Liberal and Conservative

Guest Correspondence


The word “liberal” is central to the identity of New College of Florida, though perhaps not in the way you’d think. Florida law designates New College as “the residential liberal arts honors college of the State of Florida” (see Florida Statutes section 1004.32).

So, we’re proud of the word liberal, even as we are very aware from political debate the term “liberal” and its partner “conservative” mean different things to different people. With the mid-term elections closing as I write, it is illuminating to examine the origins of these terms.   

Sources point to the first use of “liberal” and “conservative” as shorthand for policy ideals of political parties by the Whigs and Tories in 1800s Great Britain. The origins of both words, though, are much older.

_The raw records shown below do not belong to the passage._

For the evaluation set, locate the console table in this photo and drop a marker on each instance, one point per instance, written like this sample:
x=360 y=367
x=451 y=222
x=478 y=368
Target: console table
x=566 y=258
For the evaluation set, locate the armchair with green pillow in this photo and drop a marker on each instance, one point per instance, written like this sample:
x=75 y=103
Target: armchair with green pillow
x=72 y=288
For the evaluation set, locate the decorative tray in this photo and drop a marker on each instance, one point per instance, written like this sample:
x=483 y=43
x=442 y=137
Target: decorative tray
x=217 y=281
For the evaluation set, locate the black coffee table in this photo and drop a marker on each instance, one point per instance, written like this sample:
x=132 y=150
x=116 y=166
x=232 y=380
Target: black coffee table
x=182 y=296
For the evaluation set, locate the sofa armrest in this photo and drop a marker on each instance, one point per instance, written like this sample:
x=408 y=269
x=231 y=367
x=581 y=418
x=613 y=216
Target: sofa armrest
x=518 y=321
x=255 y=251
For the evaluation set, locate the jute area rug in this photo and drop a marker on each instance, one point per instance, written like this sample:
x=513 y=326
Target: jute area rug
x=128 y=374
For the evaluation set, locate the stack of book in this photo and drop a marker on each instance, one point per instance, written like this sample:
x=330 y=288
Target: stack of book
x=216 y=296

Liberal, as in liberal arts, comes from the Latin liberalis. Historians and classicists tell us that refers to the subjects that free men studied, such as reading and writing, logic and rhetoric, which gave them skills needed to be effective citizens. The root word, however, is liber, which means “free,” and it is also the root of “liberate.”

Thus, a liberal education is at the heart of being a free citizen, and ideally that liberal education will liberate students from what Socrates called “the unexamined life.” A liberal education encourages students to question old ideas in the hope of finding new, better ways. That is precisely how we view a New College education—more than anything else, it provides the ability to think critically, which is vital in any pursuit.

But students cannot develop new knowledge and those better ways unless they comprehend the body of knowledge developed by those who came before them. In other words, knowledge production requires knowledge.

That brings us to the word “conservative,” which, too, comes from Latin, the verb conservare, to preserve. The central purpose of the world’s institutions of higher learning, for a millennium, has been to preserve knowledge for the benefit of future generations. Without it, we would have no knowledge on which to build, and each generation would be starting anew.

So to advance what we know and can do in the world, education should combine the best of both liberal and conservative, under those definitions. At New College, undergraduate students study biochemistry and mathematics and psychology, but they also study ancient Greek and art history and philosophy. Master’s degree data science students study programming, machine learning and statistical modeling, but they also study ethics and decision-making to conserve and advance the common good.

At a time when the forum of politics places liberal and conservative in opposition, we should turn to these original meanings, and think of them instead as complementary. To succeed as scholars or as citizens, for the betterment of higher education or our republic, we need to conserve and respect the knowledge of the past, and then look beyond it and act freely, embracing new and better ways without fear or hesitation.

Dr. Donal O’Shea is president of New College of Florida.